Question

Let f(P)=16 and f(Q)=24 where P=(4,5) and Q=(4.03,4.96)
Approximate the directional derivative of f at P in the direction of Q.

Answer 1

If it helps, I've found the magnitudes of P and Q.
\[|P|=(4/\sqrt{41},5/\sqrt{41}), |Q|=(0.63,0.78)\]

Answer 2

it looks to me like they want you to use linear approximation or differentials, since \(P\approx Q\)

Answer 3

USE limits of multivariable functions to solve this, i.e use partial derivative definition of limit.
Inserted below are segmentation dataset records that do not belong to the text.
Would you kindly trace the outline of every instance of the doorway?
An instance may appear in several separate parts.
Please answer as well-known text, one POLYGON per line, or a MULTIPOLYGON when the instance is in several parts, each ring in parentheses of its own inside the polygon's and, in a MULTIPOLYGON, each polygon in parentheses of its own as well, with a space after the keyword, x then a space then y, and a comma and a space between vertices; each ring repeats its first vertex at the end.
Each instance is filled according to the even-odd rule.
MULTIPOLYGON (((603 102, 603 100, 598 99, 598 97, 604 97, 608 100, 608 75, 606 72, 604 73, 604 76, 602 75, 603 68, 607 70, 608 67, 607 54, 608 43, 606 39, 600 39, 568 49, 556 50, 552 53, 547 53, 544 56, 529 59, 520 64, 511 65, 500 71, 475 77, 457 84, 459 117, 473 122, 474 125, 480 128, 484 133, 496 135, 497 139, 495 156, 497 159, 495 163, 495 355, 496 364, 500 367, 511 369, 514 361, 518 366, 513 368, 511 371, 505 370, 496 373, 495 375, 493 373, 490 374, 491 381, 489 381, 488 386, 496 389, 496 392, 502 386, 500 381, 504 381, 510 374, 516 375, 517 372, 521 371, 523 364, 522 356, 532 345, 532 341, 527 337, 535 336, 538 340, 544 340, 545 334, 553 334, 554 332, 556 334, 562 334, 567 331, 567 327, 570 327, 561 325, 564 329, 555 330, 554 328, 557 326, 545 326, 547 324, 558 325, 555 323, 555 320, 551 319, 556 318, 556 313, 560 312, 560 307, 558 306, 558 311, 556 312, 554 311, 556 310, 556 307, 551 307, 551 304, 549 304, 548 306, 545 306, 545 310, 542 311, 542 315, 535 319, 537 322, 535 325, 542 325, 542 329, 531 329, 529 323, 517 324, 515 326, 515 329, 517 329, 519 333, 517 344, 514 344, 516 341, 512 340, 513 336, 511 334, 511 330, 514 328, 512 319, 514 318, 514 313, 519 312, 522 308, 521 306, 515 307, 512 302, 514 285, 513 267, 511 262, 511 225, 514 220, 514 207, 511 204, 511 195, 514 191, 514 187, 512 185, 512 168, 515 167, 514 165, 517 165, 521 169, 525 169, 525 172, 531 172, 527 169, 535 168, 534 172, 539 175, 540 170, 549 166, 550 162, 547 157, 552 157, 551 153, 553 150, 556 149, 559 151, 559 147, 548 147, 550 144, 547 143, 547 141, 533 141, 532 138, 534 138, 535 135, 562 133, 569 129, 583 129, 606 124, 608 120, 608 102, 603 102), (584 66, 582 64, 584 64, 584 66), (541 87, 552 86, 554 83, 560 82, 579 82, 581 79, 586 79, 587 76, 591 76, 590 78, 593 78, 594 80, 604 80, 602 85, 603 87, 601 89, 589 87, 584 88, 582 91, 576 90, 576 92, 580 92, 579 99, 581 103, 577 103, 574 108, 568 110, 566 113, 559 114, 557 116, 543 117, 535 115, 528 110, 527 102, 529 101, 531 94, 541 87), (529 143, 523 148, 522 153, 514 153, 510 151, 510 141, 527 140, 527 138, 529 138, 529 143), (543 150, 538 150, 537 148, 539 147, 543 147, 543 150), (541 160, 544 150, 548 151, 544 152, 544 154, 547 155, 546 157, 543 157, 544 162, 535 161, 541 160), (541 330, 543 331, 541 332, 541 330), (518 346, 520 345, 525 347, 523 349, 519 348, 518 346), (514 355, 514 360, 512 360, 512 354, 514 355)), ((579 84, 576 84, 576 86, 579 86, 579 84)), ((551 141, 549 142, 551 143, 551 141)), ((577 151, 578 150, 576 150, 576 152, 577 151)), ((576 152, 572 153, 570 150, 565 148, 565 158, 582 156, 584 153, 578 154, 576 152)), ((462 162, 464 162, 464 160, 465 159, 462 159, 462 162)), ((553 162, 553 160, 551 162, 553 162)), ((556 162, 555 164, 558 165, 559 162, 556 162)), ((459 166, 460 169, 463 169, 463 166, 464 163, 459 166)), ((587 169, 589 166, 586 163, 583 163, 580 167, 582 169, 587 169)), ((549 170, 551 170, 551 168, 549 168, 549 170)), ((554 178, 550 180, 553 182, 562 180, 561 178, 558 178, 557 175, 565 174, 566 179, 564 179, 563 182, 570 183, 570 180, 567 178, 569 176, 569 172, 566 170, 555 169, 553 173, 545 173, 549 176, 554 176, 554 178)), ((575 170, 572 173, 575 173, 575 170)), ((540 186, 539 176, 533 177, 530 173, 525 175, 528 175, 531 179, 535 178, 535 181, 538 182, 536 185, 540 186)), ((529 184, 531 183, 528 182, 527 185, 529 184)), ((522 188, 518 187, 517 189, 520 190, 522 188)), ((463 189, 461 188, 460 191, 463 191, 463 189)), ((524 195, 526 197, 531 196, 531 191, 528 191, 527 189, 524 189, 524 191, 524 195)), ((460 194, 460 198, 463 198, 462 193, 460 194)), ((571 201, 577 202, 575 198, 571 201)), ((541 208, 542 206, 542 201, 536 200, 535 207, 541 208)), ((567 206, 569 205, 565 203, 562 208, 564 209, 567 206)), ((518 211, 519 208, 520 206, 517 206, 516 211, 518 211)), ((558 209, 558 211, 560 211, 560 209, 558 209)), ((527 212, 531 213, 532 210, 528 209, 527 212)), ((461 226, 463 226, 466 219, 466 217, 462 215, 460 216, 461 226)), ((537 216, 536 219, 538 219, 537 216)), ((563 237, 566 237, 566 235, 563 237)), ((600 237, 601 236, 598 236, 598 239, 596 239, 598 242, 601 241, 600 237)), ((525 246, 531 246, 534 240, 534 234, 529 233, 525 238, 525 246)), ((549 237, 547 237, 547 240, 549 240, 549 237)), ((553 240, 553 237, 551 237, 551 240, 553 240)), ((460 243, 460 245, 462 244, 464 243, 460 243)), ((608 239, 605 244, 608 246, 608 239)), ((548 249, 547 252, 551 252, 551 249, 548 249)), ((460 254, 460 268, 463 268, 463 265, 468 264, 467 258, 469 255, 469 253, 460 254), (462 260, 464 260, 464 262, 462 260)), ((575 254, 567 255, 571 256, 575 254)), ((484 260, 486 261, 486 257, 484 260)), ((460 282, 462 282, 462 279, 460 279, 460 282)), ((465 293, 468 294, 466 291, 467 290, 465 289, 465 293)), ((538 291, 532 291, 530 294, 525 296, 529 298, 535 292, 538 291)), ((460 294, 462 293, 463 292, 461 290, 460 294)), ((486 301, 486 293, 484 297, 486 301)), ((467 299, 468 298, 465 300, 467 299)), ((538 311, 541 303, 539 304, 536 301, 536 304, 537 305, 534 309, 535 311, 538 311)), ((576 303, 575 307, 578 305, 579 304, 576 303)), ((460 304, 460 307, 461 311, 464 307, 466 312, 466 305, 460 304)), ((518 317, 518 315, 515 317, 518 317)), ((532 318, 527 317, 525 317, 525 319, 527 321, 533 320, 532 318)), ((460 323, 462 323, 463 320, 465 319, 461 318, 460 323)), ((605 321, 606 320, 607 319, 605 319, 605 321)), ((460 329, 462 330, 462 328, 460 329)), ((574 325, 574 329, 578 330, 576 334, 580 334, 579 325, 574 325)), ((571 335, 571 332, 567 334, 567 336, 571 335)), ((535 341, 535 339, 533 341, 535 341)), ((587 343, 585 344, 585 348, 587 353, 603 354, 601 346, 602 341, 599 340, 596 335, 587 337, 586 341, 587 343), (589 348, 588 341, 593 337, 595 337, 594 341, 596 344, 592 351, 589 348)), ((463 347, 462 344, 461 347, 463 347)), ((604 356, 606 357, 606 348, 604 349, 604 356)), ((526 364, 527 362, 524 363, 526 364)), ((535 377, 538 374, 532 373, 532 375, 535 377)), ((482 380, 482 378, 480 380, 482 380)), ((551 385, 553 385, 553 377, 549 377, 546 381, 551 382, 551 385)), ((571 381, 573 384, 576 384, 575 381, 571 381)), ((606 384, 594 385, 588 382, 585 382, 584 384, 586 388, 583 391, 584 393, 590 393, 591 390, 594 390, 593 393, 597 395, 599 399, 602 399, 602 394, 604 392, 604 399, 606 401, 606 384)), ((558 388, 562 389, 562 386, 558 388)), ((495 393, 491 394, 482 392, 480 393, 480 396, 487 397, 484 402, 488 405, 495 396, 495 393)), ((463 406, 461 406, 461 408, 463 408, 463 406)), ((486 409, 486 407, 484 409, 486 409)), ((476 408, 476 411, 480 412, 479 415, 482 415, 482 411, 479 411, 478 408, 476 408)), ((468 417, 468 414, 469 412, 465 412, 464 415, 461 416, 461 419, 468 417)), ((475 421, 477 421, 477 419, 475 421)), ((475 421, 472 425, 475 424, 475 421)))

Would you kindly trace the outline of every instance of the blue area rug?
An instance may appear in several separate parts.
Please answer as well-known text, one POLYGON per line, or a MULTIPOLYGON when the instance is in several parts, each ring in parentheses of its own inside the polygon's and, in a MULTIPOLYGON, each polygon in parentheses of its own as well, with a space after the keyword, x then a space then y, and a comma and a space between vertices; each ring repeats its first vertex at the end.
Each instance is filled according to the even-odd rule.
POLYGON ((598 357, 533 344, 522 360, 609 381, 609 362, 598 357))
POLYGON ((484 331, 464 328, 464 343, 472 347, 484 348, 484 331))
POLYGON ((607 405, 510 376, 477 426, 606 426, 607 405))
Directional is given by "nabla" the inverted trianlge operator

Answer 4

\[\lim_{h \rightarrow 0}\frac{ f(a+h,b)-f(a,b) }{ h }\]\[\lim_{h \rightarrow 0}\frac{ f(4+h,5)-f(4,5) }{ h }\]\[\lim_{h \rightarrow 0}\frac{ f(4+h,5)-16 }{ h }\]

Answer 5

for vectors \(Q\approx P\), we have the multivariable linear approximation as\[D_{\vec u}f(x,y)\approx f(P)+\nabla f(P)\cdot(Q-P)\]

Answer 6

I'm not sure how to find the gradient of f(P), since it's a whole number.
\[D_u \approx16+gradf(P)*(0.03,-0.04)\]

Answer 7

Oh I messed up...
I am sort of winging it here but I was supposed to write\[f(Q)\approx f(P)+\nabla f(P)\cdot(Q-P)\]So I wonder if we can get to something like\[f(Q)\approx f(P)+D_{\vec Q}f(P)(Q-P)\]somehow, the, solve for \(D_{\vec Q}f(P)\)
not sure about the second formula though; I sort of just made it up...

Answer 8

\[24=16+∇f(P)⋅(0.03,-0.04)\]\[8=∇f(P)⋅(0.03,−0.04)\]Not even sure if I can do that, but I did.

Is your dot in there symbolizing a dot product, or multiplication? I'm assuming it's a dot product.